Python package for the "Conditional Topic Allocation" (CTA): a text-analysis method that identifies topics that correlate with numerical outcomes.

How does CTA work?

CTA finds topics by conditioning on observables. For example, do Republicans write differently about politics than Democrats? It consists of three steps:


1. Predict the outcome variable with text.
  • Uses DistilBERT to predict outcome.

2. Select words with high predictive power (positive or negative).
  • Calculates SHAP values for each word and select words with a statistically significant SHAP value.

3. Group words by semantic similarity.
  • Returns topics with either positive or negative correlation with the outcome.

CTA supports all languages.

Installation

CTApy requires Python 3.9 and pip.
It is highly recommended to use a virtual environment (or conda environment) for the installation.

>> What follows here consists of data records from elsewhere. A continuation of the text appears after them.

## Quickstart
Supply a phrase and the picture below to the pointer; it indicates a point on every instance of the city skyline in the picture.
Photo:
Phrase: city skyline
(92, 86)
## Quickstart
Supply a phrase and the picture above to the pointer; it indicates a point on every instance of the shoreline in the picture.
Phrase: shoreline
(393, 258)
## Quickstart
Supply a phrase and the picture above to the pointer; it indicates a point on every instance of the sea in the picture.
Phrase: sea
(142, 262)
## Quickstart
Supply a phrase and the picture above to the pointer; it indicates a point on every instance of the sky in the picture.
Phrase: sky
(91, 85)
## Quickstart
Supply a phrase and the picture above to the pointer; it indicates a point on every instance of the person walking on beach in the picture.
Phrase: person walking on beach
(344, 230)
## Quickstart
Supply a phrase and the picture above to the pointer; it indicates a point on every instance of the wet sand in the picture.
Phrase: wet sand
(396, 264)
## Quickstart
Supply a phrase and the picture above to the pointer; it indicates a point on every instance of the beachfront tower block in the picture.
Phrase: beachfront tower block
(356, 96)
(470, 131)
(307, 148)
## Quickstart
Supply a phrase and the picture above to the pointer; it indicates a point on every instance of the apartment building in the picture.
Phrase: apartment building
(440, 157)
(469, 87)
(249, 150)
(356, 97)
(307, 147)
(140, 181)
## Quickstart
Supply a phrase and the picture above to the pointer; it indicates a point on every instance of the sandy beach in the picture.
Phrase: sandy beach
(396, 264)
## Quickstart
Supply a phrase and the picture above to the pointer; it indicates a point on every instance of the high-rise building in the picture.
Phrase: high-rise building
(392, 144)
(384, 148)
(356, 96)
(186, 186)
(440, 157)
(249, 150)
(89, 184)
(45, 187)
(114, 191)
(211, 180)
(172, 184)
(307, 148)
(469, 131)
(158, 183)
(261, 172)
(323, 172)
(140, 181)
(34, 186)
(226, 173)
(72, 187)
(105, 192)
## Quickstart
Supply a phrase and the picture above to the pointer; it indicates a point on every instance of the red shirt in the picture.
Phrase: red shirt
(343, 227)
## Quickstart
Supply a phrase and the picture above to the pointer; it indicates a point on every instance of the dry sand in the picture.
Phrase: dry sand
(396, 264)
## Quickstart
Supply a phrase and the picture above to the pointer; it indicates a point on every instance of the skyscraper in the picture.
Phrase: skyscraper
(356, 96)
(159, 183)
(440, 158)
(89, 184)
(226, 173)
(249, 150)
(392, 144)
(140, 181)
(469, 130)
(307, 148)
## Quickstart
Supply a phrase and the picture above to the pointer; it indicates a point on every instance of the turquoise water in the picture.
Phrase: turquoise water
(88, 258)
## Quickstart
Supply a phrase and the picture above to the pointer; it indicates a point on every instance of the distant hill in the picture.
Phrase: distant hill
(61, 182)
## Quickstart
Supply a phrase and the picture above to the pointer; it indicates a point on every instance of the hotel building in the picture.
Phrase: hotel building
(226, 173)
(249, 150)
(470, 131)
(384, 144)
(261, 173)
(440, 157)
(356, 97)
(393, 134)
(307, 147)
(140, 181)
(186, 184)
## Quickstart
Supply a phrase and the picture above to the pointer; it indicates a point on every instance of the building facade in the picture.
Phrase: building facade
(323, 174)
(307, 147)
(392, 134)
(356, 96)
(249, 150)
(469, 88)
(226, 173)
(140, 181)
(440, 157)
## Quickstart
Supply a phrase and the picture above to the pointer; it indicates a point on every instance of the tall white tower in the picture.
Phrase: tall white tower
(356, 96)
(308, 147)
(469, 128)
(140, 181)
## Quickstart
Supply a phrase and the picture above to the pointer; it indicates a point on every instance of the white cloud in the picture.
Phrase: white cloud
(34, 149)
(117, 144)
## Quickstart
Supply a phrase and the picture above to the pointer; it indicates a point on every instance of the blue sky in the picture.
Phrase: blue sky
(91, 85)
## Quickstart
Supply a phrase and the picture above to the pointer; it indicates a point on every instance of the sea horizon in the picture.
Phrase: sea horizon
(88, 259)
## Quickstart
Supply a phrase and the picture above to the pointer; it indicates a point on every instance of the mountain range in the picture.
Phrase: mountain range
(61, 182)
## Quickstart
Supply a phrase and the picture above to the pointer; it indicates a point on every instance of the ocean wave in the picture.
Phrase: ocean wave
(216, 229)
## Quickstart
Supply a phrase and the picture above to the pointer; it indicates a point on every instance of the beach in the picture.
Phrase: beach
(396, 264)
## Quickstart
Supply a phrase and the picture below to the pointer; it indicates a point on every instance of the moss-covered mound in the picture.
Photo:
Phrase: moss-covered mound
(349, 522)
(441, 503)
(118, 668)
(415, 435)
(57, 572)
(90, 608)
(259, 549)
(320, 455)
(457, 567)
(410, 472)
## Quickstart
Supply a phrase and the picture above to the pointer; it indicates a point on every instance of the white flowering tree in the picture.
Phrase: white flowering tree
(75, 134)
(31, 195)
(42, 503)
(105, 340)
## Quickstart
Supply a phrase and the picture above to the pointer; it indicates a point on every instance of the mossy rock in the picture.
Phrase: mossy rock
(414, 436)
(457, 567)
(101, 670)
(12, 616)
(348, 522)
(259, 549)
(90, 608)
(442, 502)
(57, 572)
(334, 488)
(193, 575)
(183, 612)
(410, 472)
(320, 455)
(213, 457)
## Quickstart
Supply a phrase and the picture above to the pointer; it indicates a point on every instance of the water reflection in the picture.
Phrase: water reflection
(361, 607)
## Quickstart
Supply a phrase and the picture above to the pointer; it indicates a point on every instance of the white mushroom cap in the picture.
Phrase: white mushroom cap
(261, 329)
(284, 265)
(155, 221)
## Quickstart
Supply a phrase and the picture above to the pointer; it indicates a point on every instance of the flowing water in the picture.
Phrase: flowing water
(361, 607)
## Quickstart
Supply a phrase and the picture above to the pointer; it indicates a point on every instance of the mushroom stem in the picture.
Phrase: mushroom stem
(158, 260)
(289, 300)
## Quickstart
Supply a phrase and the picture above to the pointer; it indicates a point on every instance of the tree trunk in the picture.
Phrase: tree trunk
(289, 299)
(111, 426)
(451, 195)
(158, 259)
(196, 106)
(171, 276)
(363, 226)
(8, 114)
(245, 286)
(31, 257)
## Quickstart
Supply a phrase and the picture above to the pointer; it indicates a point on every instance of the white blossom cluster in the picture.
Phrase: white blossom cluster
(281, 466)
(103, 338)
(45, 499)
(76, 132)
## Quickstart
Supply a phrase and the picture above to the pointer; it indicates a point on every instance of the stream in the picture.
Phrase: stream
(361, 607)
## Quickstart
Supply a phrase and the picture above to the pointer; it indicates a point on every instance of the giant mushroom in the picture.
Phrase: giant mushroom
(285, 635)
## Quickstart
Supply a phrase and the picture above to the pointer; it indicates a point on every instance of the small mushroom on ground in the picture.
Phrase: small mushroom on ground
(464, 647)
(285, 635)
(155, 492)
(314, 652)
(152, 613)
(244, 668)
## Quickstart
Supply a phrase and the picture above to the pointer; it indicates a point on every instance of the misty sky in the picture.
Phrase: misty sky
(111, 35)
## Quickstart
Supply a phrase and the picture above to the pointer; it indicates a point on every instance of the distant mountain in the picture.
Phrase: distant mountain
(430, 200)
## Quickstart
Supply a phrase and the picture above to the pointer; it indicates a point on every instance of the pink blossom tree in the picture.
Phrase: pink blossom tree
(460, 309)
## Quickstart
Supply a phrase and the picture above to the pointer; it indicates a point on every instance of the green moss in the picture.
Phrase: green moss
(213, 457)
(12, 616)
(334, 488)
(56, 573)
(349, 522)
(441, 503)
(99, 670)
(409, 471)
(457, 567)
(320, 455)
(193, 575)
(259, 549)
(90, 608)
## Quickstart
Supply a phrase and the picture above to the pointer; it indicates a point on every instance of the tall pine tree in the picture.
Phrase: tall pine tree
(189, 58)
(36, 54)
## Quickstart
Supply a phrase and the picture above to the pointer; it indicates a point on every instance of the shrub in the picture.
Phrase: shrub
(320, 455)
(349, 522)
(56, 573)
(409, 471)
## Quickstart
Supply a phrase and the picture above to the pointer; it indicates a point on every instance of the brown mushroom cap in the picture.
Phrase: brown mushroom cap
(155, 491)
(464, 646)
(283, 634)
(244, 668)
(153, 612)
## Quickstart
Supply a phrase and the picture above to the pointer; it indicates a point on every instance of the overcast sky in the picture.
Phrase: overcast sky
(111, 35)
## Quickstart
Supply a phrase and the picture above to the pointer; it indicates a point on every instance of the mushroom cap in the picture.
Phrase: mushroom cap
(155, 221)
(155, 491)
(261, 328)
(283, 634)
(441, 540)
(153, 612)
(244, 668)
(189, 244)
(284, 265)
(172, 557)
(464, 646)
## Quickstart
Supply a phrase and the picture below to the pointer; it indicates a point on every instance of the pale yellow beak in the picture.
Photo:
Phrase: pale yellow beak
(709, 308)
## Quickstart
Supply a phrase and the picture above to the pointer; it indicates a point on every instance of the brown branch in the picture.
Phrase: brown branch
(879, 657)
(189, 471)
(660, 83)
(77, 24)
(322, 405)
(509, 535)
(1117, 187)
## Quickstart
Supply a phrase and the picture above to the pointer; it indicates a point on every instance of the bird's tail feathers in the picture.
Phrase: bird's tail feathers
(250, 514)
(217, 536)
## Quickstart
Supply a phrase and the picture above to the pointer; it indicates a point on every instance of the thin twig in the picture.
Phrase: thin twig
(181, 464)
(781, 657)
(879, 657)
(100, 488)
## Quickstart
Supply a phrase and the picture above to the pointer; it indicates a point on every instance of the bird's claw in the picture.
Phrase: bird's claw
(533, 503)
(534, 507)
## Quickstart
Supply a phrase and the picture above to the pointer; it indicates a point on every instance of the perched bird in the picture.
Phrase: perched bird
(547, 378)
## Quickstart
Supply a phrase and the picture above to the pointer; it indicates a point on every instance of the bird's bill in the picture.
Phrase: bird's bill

# upgrade pip, wheel and setuptools
python -m pip install -U pip wheel setuptools

# install the package
python -m pip install -U CTApy

If you want to use Jupyter, make sure you have it installed in the current environment.

Quickstart

Please see the hands-on tutorials, which replicate the research paper: https://github.com/twekhof/CTA/tree/main/tutorials.

Author

CTApy was developed by

Tobias Wekhof, ETH Zurich

Disclaimer

This Python package is a research tool currently under development. The authors take no responsibility for the accuracy or reliability of the results produced by it.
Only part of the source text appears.